Origins: This is yet another case where someone’s humorous commentary has been slapped on top of photographs from another source, but in this case the text isn’t too far off the mark. The original caption accompanying these pictures correctly reflects the fact that these photographs were taken around Winnipeg, not Baltimore:
This happened just outside of Winnepeg. Ft. Gary had a call this morning (Saturday) that there was a deer on a pole . . . right! Sure enough there was. This is right beside the tracks a few miles west of Headingly Station. They figure that a train hit it and launched it up there.
These photographs are “real” in the sense that they are indeed pictures taken in early January 2003 of a deer found atop a 25-foot-high communications pole in Headingley, a town just northwest of (and formerly a part of) Winnipeg, Manitoba. Plenty of people in the area saw the deer atop the pole (including the Manitoba Hydro workers who eventually removed it), and the story was covered by local CBC radio and TV outlets.

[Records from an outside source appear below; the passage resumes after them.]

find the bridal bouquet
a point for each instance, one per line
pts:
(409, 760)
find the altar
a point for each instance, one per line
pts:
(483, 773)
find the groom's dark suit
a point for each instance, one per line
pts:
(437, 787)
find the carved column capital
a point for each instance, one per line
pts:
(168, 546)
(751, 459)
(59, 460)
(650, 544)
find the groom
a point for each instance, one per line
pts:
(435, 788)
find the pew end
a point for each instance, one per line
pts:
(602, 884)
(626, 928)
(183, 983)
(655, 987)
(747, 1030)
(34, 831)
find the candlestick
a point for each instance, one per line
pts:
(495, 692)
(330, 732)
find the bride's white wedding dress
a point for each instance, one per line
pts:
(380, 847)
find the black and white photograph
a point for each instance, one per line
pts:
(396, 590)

The issue of whether the deer was really launched atop the pole when it was struck by a train is less certain. The Canadian National Railways (CNR) maintained they received no report from any of their engineers about a train’s hitting a deer in the Headingley area, and whether a deer’s torso could have been struck with enough force to launch it 25 feet up in the air yet remain mostly undamaged (save for missing portions of its back legs) has been the subject of much debate. (The general consensus is that the feat is rather improbable but technically possible.) Others have speculated that the deer was indeed hit and killed by a passing train, but it was then somehow deliberately set atop the pole by local pranksters.